Post G24-020: (Not quite the) driest June on record.

Posted on June 30, 2024

 

Today is one of those sultry summer days where Nature just can’t quite seem to make up its mind to rain.  Or not.  It’s overcast, humid, hot, and windless.

Not that a little bit of rain is going to make much difference at this point.  My garden water barrels have been empty for most of June.

June 2024 is going to be the second-driest June on record in this area.  The records, in this case, go back to circa 1960, for Dulles Airport.  Even if it does finally manage to rain, it’s not going to rain enough to change that.

According to NOAA, Dulles Airport (one of the weather stations of record for my area) has received a total of just 0.69 inches of rain, so far, this June:

Source:  Weather Underground, historical weather for Vienna VA

National weather service monthly precipitation data (Google link for Dulles) show the following:

For Washington, DC, the NOAA precipitation record goes back to the 1930s.  There, 2024 is shaping up to be the third-driest June, edged out by 1988 (as above) and by 1940.
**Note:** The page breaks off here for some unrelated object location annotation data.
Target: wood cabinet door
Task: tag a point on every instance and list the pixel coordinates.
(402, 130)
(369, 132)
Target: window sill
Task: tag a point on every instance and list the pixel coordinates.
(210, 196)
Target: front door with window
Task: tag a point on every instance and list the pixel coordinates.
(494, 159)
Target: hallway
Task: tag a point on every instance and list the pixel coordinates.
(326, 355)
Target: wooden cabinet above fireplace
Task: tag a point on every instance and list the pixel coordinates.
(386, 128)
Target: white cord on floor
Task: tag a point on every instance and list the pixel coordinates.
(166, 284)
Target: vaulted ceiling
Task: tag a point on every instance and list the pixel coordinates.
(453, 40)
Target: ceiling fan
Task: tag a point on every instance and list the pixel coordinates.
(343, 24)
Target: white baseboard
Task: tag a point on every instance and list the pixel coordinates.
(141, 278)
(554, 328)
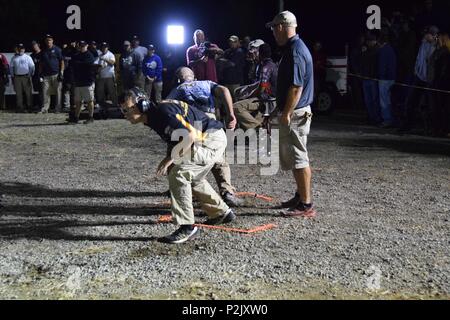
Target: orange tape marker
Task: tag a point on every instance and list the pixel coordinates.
(254, 195)
(168, 219)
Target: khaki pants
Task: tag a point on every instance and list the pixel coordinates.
(23, 86)
(222, 172)
(106, 87)
(188, 179)
(150, 85)
(294, 139)
(51, 86)
(232, 88)
(243, 111)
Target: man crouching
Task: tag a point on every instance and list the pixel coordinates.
(203, 144)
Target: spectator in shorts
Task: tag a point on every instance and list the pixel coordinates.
(67, 88)
(387, 73)
(84, 79)
(201, 57)
(52, 72)
(295, 92)
(4, 79)
(369, 70)
(139, 53)
(233, 73)
(417, 96)
(105, 85)
(127, 67)
(22, 70)
(152, 67)
(246, 110)
(252, 61)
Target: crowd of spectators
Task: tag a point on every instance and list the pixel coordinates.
(401, 73)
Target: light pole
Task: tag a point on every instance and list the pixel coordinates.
(280, 5)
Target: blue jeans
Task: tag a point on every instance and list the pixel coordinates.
(371, 99)
(385, 87)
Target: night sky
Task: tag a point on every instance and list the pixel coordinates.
(333, 22)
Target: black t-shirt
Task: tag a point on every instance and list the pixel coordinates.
(83, 73)
(37, 57)
(51, 59)
(170, 116)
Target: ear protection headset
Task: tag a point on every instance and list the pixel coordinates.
(141, 100)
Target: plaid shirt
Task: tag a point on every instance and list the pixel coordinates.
(267, 72)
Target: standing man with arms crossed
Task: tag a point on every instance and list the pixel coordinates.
(295, 92)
Dry, no matter how you squeeze it.


Conclusion

If if have learned nothing else from back-yard vegetable gardening, it’s that I would surely starve if I had to grow my own food. 

So far this year, I’ve had poor yields of peas, potatoes, and garlic.  My 100-square-foot potato bed yielded just under 50 pounds of potatoes, most of which were small (but still edible) potatoes.   (Thus giving me the potato yield assumed in the movie The Martian, see Post G23-016.  If I eat 2000 calories per day, my 100-square-foot potato bed generated enough food for nine days.)  For my garlic, I suspect I’ll be lucky to end up with a half- ounce of usable garlic per square foot, from a roughly 64-square-foot bed.

And now, my little patch of garden is surviving courtesy of my municipal water supply.  Absent that, pretty much everything in the garden would be dead, given the drought.

On the plus side, my investment in surface-laid irrigation is paying off (e.g., Post G22-027).  Right now, I’m using a mix of 1/2″ dripline, 1/2″ drip tape, and some “bubblers”.  To water my garden, I dial in an hour on my hose timer, and walk away.  Beats the heck out of toting watering cans in the heat.